Rocca Calascio: il paese abbandonato e poi risorto 

rocca calascio

Rocca Calascio (Aq), altezza 1480 metri. Qui è presente una torre di avvistamento risalente al 1100 con attorno una rocca, costruita successivamente da Ruggero D’Altavilla. La chiesa bramantesca ottagonale è del 1600. Poco discoste le case degli abitanti, una quarantina di belle costruzioni in pietra arricchite da pregevoli opere architettoniche come bifore, architravi diamantate, volte a botte o a crociera, tetti lignei con tegole romane, grondaie e discendenti in pietra. Nel borgo si trovano anche altre due chiese: una è quella di San Francesco, che una volta era usata come ospedale per i lebbrosi.

Ma la vita, per chi abita a Rocca Calascio, è difficile. La gente vive di pastorizia e della coltivazione di ceci, patate e lenticchie. Per lavarsi si usa l’acqua piovana raccolta nelle cisterne scavate sotto le abitazioni. E così un lento abbandono trasforma il luogo in un paese quasi spopolato. 

È il 1957. È appena terminata la realizzazione di una strada tra il paese di Calascio e la sua frazione di Rocca Calascio, quando gli ultimi abitanti di questo magnifico borgo medioevale, la famiglia Antonacci, lasciano per sempre la propria abitazione per trasferirsi altrove. 

Successivamente, dopo gli anni Settanta, Rocca Calascio diventa meta turistica per i suoi impareggiabili panorami.
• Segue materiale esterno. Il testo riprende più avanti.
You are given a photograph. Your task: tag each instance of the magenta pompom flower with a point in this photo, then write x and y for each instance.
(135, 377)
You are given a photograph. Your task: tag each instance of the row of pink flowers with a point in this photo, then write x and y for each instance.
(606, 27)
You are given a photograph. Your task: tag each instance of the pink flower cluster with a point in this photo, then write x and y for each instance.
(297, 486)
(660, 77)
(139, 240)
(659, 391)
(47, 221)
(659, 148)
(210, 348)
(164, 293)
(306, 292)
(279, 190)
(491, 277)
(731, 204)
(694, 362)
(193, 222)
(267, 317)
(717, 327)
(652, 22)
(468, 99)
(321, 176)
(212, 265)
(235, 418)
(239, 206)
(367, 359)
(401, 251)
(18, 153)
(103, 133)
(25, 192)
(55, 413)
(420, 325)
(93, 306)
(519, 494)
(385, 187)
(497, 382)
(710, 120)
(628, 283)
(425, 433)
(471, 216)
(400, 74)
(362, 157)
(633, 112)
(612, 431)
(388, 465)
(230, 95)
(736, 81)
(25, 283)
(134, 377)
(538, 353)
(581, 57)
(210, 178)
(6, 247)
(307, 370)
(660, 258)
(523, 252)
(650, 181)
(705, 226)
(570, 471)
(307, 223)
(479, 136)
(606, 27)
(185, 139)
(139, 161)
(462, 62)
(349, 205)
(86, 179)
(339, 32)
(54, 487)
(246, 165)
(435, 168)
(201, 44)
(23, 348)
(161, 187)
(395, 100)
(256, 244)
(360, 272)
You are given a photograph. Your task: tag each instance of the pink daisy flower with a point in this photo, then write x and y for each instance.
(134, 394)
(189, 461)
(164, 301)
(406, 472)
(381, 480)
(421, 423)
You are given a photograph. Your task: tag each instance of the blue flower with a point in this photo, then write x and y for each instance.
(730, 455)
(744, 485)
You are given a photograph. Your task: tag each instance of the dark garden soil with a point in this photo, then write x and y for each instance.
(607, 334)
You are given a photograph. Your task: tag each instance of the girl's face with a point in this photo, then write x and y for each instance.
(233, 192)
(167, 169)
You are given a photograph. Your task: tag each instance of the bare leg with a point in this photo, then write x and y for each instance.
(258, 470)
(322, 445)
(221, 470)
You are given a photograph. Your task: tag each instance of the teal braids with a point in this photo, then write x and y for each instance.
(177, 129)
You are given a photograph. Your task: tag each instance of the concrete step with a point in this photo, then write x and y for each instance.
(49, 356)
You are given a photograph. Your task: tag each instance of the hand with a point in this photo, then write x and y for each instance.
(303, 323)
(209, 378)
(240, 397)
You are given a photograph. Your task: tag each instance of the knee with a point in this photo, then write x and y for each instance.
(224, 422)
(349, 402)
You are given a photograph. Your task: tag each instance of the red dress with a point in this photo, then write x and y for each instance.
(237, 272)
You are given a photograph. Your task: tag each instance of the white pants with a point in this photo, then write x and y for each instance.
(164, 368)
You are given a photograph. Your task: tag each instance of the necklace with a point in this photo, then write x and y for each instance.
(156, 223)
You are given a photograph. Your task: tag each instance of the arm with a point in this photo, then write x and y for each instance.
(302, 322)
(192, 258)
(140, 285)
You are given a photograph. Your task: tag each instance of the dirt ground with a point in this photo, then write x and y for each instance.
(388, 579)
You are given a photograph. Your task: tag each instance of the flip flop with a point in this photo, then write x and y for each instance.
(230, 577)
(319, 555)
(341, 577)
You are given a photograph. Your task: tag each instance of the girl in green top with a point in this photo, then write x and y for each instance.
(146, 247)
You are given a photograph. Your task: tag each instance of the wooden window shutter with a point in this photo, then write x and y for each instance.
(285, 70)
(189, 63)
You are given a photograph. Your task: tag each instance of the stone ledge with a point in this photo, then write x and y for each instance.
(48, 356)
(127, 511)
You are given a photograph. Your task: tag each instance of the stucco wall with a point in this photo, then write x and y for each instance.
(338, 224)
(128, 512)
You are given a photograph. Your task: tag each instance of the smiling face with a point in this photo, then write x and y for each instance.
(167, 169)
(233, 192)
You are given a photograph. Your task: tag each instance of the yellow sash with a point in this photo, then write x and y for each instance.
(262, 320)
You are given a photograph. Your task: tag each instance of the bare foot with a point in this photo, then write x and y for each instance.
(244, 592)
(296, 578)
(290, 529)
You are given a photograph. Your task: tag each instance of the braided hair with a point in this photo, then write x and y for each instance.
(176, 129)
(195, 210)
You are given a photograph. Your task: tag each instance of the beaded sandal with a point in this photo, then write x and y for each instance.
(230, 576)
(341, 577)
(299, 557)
Compare anche su un francobollo da 50 lire. Viene “riscoperta” nel 1978, quando un impiegato del WWF, Valentino Tosatti, se ne innamora. Riesce a comprare una casetta. Occorre rifare il tetto, consolidare le volte, togliere montagne di detriti e calcinacci. Ma il posto è incantevole, con vedute mozzafiato e vista sul Gran Sasso, la Maiella, il Sirente e il Velino.

Dietro questo novello eremita ne arrivano altri: Franca, Patrizia, Margherita, Patrizio. Acquistano i ruderi ma con molte difficoltà: rintracciarne tutti i proprietari è quasi impossibile, ogni casa ne ha numerosi, spesso emigrati all’estero, quindi è complicato rogitare. Ma con pazienza e perseveranza in molti ci riescono e restaurano questi manufatti, usando scrupolosamente materiali, colori, architettura dell’epoca. Il sindaco di Calascio di allora, Antonio Matarelli, intuisce il potenziale storico, artistico, paesaggistico e turistico e spera in una rinascita.

Nel frattempo, il luogo diventa un formidabile set cinematografico per diversi film: “Lady Hawke”, “Amici Miei Atto II”, “La Piovra 7”, “The american”, “Il nome della rosa” ed appare su numerosi documentari.  Nel 1981 il sindaco di Calascio commissiona a due ingegneri e tre architetti uno studio di fattibilità, con rilievi topografici e geometrici e poi realizza un progetto esecutivo per il recupero del borgo, del castello, della chiesa di Santa Maria della Pietà e di quella di San Francesco. Riesce poi a farsi finanziare dalla Cassa del Mezzogiorno le opere di urbanizzazione necessarie: asfalta la strada, realizza le fognature, l’acquedotto, ripristina i vicoli e le stradine interne con una pavimentazione in pietra e le dota di illuminazione pubblica.  Ed ecco arrivare una giovane artigiana, Valeria, che trasforma una abitazione di Rocca Calascio in un laboratorio di prodotti tessili locali.

I turisti aumentano e  c’è chi intuisce il business: riesce a comprare quasi tutte le case diroccate, le restaura ed avvia un agriturismo diffuso. Aprono altre botteghe di artigianato o di vendita prodotti locali. Rocca Calascio diventa la meta di un turismo che approfitta anche della vicinanza a campi da sci come Campo Imperatore. Le ultime case ancora abbandonate vengono comprate e restaurate da altri privati. 

Il luogo si trasforma e l’economia della zona rinasce. Operai edili, negozi di materiali da costruzione, di arredi, supermercati, bar e ristoranti usufruiscono di questa opportunità, con sollievo notevole per l’economia locale. 

Un connubio di amore per l’antico, rispetto per l’ambiente, denaro, fantasia, costituiscono anche un richiamo per lavoratori, stagionali o a tempo indeterminato. Tutto ciò fa così risorgere un paesino stupendo che ora rivaleggia con Civita di Bagnoregio, il paese che non muore più.